Project Details
16-581, TR-712
07/01/16
06/30/25
Iowa Department of Transportation
Iowa Highway Research Board
Researchers
Kyle Riding
Professor, University of Florida
Charles Jahren
About the research
This Phase II project contained two parts. Part A focused on the investigation of the characteristics and thermal properties of commonly used slags in Iowa cementitious materials and their effects on adiabatic temperature rise (ATR) in Iowa mass concrete structures. A new hydration model for slag-containing cementitious materials and a three-parameter ATR prediction model were developed and validated. These models were incorporated into the ConcreteWorks software, significantly improving its thermal predictions for mass concrete with slag. Part B focused on the development of a new seal slab component in the ConcreteWorks software. This new component is simple, user friendly, and well-integrated into the existing ConcreteWorks software and enables the prediction of the temperature profile of a bridge footing placed on a seal slab.
In Part A, the research included the following: (1) characterizing physical and chemical properties of slags and concrete materials, (2) studying slag’s effect on cement hydration using isothermal calorimetry, (3) evaluating temperature rise in mass concrete with various slag types and dosages using semi-adiabatic calorimetry, (4) testing large concrete blocks with various slag replacements, (5) developing and validating the ATR prediction model for slag concrete, and (6) integrating the models into the ConcreteWorks software. In Part B, the research included the following: (1) developing a new seal slab component in the ConcreteWorks software and (2) conducting trial analyses to investigate the effects of the time of footing placement, the sizes of the footing and seal slab, and environmental conditions on the temperature profile of a bridge footing placed on a seal slab.

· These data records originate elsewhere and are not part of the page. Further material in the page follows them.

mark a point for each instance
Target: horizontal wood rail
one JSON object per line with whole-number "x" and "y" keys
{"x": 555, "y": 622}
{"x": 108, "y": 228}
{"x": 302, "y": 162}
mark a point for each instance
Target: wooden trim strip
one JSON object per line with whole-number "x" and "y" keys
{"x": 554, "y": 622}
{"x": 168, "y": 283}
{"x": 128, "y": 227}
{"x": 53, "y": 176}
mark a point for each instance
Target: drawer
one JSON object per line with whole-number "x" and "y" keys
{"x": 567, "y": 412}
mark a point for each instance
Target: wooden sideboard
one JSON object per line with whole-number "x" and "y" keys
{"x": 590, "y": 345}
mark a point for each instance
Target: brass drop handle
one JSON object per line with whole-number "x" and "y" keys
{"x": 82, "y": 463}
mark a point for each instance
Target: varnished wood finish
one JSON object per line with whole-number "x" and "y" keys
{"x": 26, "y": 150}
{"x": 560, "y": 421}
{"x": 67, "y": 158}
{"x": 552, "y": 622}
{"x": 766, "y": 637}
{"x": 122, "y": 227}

The updated ConcreteWorks software now features enhanced input parameters and equations for better heat prediction, confirmed through thermal and sensitivity analyses. The improved slag hydration model, which accurately incorporates slag’s chemical properties, enhances temperature prediction accuracy for concrete containing slag. The maximum core temperature of a footing placed on a seal slab was generally found to be higher than that of a footing with no seal slab. In addition, it was found that a seal slab generally enhances the capacity for heat retention in the footing, keeping the core temperature of the footing high for a longer period.